The Best and the Brightest Fail at Investment Management

Non-profit endowments, particularly those of elite academic institutions, have failed to deliver investment outperformance. Those colleges and universities have significantly underperformed a passive benchmark on an absolute and risk-adjusted basis.

Despite the

fact that about 35,000 nonprofit organizations (NPOs) have endowment funds, with a total of $800 billion in assets under management, little is known about how NPO endowment funds invest or what returns they earn. Sandeep Dahiya and David Yermack contribute to the literature with their March 2020 study, Investment Returns and Distribution Policies of Non-Profit Endowment Funds.

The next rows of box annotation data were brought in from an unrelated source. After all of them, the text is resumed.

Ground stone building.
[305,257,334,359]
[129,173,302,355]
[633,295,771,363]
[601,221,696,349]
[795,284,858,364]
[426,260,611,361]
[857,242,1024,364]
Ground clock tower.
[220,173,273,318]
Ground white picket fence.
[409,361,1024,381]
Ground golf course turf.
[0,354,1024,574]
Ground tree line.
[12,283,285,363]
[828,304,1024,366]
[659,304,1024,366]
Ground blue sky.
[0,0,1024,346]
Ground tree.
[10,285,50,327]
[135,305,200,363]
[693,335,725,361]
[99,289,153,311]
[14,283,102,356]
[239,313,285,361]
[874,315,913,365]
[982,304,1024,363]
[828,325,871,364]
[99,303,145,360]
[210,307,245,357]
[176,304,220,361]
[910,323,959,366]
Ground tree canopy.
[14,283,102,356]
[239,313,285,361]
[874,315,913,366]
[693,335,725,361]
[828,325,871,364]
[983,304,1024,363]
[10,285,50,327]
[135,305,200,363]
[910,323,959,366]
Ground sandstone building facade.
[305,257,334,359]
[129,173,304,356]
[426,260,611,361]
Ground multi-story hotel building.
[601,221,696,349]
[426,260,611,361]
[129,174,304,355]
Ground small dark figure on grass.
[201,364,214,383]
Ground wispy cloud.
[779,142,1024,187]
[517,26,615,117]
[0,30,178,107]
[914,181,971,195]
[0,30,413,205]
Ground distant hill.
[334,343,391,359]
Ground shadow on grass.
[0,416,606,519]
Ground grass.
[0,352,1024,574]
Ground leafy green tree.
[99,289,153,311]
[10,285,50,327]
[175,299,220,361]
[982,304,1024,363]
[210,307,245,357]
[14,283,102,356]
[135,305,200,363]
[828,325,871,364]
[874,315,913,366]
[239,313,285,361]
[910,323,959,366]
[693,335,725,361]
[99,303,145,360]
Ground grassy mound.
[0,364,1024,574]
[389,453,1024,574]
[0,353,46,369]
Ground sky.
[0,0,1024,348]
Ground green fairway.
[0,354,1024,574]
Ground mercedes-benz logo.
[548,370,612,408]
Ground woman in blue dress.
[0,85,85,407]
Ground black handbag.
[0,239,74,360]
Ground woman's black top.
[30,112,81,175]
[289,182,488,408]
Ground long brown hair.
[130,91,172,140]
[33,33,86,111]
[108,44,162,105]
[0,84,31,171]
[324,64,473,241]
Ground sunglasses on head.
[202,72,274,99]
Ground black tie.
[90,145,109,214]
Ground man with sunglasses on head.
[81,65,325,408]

Their comprehensive data sample was 29,892 NPOs drawn from Internal Revenue Service filings for 2009-2017. Their calculation of annual percentage investment returns for each fund was based on an assumption that inflows of gifts and bequests, as well as outflows of distributions occur halfway through the fiscal year. Thus, they calculated the return by dividing net investment gains by the beginning-of-year assets plus half of new contributions minus half of distributions. Following is a summary of their findings:

  • Within the universe of nonprofits that file with the IRS, colleges and universities accounted for 6% of the observations and 54% of the assets.
  • The typical endowment size is quite small, with a mean of $26.8 million and a median of $1.2 million, but the largest funds run into the tens of billions.
  • The “large” cohort of endowments, those worth more than $100 million, accounted for 4% of the observations and 78% of the assets. The very smallest endowments, those with asset values below $1 million, comprised 41% of the observations but only 0.5% of the assets invested.